P.S.: já ficou preso num looping, ouvindo a mesma música repetidas e repetidas vezes? Por que fazemos isso? O que queremos repetir, no fundo?

O tamanho

Considerando todas os planetas e estrelas, a parte observável do universo, e toda a dark energy, tudo o que não é visível no universo, a quantidade estimada total de energia que ele contém é equivalente a:

[67 000000000000000000000000000000000000000000000000000000000000 toneladas de TNT; ou 67 trilhões trilhões trilhões trilhões e trilhões de toneladas]

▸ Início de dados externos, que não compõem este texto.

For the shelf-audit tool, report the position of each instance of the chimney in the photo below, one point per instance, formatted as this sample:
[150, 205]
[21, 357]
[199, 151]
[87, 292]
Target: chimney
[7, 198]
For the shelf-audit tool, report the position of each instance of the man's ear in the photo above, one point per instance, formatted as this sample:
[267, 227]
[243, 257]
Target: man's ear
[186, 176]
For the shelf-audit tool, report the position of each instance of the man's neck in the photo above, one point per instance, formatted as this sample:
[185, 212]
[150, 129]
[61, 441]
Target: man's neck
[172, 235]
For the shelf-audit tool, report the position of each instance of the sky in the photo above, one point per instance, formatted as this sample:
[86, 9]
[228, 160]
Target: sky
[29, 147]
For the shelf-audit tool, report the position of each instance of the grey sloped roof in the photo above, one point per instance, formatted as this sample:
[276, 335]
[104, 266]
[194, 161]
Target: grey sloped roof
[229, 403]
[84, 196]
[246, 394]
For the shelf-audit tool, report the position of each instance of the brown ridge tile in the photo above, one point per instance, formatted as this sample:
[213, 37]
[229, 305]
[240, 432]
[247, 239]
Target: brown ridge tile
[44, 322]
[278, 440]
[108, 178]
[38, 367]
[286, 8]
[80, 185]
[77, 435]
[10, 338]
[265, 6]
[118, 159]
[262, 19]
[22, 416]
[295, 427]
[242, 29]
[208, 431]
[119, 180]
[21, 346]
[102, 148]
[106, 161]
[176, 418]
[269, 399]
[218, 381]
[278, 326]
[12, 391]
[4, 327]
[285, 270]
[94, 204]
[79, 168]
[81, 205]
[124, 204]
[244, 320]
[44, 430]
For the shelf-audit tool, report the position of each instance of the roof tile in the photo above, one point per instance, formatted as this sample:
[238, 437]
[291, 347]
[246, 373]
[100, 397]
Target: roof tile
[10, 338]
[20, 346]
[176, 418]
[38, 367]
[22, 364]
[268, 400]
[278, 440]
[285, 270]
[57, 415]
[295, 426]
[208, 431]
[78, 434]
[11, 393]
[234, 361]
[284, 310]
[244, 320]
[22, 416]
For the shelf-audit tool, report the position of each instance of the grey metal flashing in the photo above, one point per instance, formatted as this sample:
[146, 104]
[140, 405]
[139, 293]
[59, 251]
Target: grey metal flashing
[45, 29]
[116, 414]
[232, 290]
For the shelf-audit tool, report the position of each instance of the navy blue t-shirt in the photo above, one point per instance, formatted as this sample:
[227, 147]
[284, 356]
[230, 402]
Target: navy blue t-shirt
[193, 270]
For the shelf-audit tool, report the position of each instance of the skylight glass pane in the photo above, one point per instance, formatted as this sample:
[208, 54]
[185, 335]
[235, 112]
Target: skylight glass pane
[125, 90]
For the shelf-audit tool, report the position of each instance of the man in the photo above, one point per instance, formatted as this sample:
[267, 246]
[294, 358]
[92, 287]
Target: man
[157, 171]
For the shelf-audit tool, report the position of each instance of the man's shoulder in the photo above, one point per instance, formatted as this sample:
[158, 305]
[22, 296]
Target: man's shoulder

Esta seria também a medida de quanto o universo pesa.

Enquanto isso…

Estamos preocupados com quanto nós pesamos. Com o quanto temos no banco. Com o número de sapatos que temos. Com o quanto nossa vida, de um modo geral, vez ou outra, ou sempre, parece excessivamente pesada, difícil de carregar.

Proibido fumar

Creio que tenha sido Paulo Maluf, quando era prefeito da cidade de São Paulo, quem tenha decretado uma lei proibindo as pessoas de fumar em locais fechados. A revolta foi tanta que até uma música surgiu tratando disso. Na época, eu estava provavelmente entrando na adolescência. Desse período e fato, hoje me lembro só de uma estranha sensação. A coisa não fazia muito sentido para mim, à época. Não porque tivesse alguma opinião sobre os malefícios do cigarro ou sobre “fumantes passivos”. Nada disso. Só achei o assunto coisa de gente esquisita. Bom, vai ver é exatamente isso que crianças e jovens adolescentes achem hoje em dia de toda essa conversa de políticos ou profissionais da atuando em saúde pública.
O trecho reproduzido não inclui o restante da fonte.